Scott’s use of brightly colored glass beads is crucial to ornate, complicated necklaces such as “Night in the City,” and the statuette covering of the intense “Catch a Nigger by His Toe” (both 1987). These and other small works are displayed in glass cases; they merit close examination to understand Scott’s political consciousness of past and present affairs affecting, and afflicting, Black Americans. You’ll not only witness their decorative magnetism, but see narratives on such subjects as the exploitation of basketball, food insecurity, and racist notions of evolution.
Joyce J. Scott, “Sex Traffic 2,” 2017, hand-blown Murano glass, metal, glass beads, thread and wire, 10 1/2 x 31 1/2 x 8”.
Widely traveled throughout Asia, Latin America and Europe, Scott’s 2011 residency at Berengo Studio on Murano Island in Venice was another turning point. Having the Italians at her beck and call, she once again expanded the size of her sculptures, and realized some of her most ambitious works, including “Buddha (Fire and Water),” “Lewd 2” (both 2013) and “Breathe” (2014).
Cautionary labels are displayed alongside sexually provocative imagery. Besides the aforementioned “Lewd 2,” “Cuddly Black Dick I and III” (1995) and “Sperm Daddy” (1996) satirize notions of White women’s obsession with genitalia. In these and other works, Scott interpolates blown glass into figures and covers them with beads and other materials. Maternity, childbirth, and rape all get their due in works like “Spirit Siamese Twins” (2000), “Sex Traffic” (2017), and the “Day after Rape Series” (2009).

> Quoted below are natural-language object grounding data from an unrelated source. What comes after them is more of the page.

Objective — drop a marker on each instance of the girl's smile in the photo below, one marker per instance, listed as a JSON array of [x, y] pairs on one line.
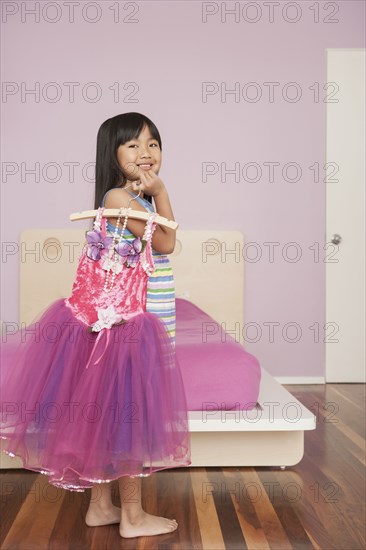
[[141, 153]]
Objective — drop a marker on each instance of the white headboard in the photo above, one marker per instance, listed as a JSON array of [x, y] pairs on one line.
[[208, 270]]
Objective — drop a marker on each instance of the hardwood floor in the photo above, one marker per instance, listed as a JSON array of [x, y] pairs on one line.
[[318, 503]]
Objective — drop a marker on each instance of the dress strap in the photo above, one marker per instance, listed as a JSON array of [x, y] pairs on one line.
[[100, 223], [146, 255]]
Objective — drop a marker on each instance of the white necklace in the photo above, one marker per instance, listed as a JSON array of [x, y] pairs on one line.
[[109, 280]]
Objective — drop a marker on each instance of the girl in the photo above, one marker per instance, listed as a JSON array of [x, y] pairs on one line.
[[96, 394]]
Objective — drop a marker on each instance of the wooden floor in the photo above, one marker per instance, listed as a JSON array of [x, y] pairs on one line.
[[319, 503]]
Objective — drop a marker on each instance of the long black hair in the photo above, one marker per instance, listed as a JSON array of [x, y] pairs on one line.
[[114, 132]]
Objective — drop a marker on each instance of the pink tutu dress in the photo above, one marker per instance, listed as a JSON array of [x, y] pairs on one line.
[[92, 390]]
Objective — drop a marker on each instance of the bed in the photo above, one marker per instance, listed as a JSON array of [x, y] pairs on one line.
[[250, 421]]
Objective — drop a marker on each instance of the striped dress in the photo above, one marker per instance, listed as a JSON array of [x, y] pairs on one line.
[[160, 285]]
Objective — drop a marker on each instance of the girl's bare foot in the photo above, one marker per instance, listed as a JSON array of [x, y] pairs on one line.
[[101, 511], [97, 515], [145, 524]]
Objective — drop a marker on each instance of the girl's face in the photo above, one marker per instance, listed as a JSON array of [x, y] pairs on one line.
[[140, 154]]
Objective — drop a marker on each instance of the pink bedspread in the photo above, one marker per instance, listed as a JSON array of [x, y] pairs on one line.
[[218, 373]]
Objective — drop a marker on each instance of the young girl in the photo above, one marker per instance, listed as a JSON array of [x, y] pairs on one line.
[[93, 392]]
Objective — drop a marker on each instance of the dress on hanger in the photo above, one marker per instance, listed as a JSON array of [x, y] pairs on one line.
[[92, 389]]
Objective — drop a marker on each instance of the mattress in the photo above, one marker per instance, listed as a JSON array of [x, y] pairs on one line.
[[218, 373]]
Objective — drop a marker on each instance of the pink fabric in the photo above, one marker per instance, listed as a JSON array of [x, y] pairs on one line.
[[90, 406], [218, 373], [128, 297]]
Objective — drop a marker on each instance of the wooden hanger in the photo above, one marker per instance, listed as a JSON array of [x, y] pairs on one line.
[[115, 212]]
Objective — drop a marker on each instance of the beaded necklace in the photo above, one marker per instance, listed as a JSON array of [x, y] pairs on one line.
[[117, 237]]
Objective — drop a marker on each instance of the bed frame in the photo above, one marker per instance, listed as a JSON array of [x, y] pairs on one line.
[[271, 434]]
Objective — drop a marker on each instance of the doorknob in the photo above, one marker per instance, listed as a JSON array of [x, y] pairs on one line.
[[336, 239]]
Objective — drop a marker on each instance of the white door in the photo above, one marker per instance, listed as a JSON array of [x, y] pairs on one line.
[[345, 211]]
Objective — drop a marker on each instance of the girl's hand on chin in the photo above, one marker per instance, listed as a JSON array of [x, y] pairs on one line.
[[149, 183]]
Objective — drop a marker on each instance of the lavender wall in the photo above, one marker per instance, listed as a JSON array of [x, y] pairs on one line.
[[157, 57]]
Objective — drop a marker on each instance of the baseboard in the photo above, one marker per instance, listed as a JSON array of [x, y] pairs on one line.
[[300, 379]]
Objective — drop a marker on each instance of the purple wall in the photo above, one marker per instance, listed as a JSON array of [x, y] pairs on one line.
[[169, 50]]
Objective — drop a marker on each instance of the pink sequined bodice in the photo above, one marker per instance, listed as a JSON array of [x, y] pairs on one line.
[[89, 300]]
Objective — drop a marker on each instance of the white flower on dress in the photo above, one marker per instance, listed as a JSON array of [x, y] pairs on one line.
[[106, 318]]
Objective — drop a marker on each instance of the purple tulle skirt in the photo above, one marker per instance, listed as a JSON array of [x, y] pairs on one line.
[[87, 408]]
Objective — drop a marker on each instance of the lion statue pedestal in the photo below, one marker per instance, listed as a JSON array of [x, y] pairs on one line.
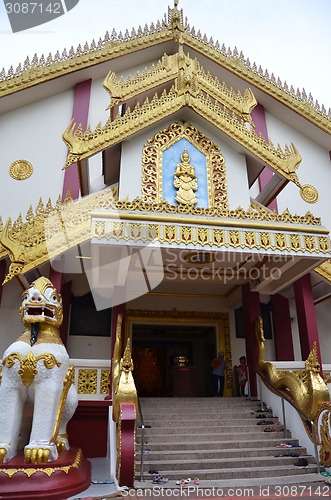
[[37, 399]]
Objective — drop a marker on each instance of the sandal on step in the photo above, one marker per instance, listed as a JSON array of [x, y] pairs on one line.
[[180, 482], [160, 480]]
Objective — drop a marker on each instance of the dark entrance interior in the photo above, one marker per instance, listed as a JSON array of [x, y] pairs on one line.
[[173, 360]]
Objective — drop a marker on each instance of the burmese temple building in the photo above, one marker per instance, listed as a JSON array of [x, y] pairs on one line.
[[177, 197]]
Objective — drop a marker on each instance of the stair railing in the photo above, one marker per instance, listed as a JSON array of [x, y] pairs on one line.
[[304, 416], [142, 440]]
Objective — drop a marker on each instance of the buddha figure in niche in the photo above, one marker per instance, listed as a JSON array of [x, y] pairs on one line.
[[185, 181]]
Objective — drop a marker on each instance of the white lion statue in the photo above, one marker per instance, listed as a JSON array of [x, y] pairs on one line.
[[37, 393]]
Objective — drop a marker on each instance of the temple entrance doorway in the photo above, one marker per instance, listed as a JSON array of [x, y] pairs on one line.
[[173, 360]]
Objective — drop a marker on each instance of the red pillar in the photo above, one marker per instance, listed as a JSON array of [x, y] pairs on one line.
[[116, 310], [80, 115], [258, 117], [306, 316], [252, 310], [281, 322], [71, 182]]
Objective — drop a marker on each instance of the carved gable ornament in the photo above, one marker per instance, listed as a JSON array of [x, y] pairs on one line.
[[179, 147]]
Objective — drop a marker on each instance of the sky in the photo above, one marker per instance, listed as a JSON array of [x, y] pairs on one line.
[[290, 38]]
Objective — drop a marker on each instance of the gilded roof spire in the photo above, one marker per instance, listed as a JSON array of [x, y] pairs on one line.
[[175, 18]]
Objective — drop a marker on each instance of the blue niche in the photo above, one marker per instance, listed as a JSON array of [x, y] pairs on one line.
[[170, 158]]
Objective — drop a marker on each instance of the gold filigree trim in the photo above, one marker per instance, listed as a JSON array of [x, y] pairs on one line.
[[112, 47], [51, 230], [87, 381], [20, 170], [29, 471], [28, 364], [209, 233], [189, 75], [309, 193], [105, 382], [152, 163]]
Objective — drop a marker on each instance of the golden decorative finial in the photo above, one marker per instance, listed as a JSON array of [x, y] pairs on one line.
[[175, 18]]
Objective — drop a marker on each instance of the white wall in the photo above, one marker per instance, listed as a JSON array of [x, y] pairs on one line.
[[34, 133], [324, 329]]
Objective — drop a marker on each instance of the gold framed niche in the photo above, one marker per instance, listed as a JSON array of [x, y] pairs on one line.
[[174, 318], [152, 167]]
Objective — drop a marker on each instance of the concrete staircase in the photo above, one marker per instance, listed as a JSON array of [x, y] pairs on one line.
[[214, 439]]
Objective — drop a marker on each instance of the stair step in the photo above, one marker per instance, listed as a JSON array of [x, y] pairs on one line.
[[235, 473], [215, 439], [218, 445], [183, 463], [216, 453]]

Joyce J. Scott, “Day After Rape Series: The Devil Made Me!,”
2008, commercial glass, peyote stitched glass beads, thread and fabric, 11 3/4 x 4 1/4 x 3 3/4”.
Such facility of construction and diversity of media, along with her intersections of art, theatre, music, craft, and sculpture over the course of more than 30 years, led to her being honored with a MacArthur Genius Grant in 2016.
There is a third reason Scott’s monumental survey deserves our attention. Before or after viewing it, right beside it, you can stroll through one of the greatest museum collections of African art in the world, the Katherine White Collection. Without glancing at any labels, the links to Scott’s synthesizing brilliance will become apparent.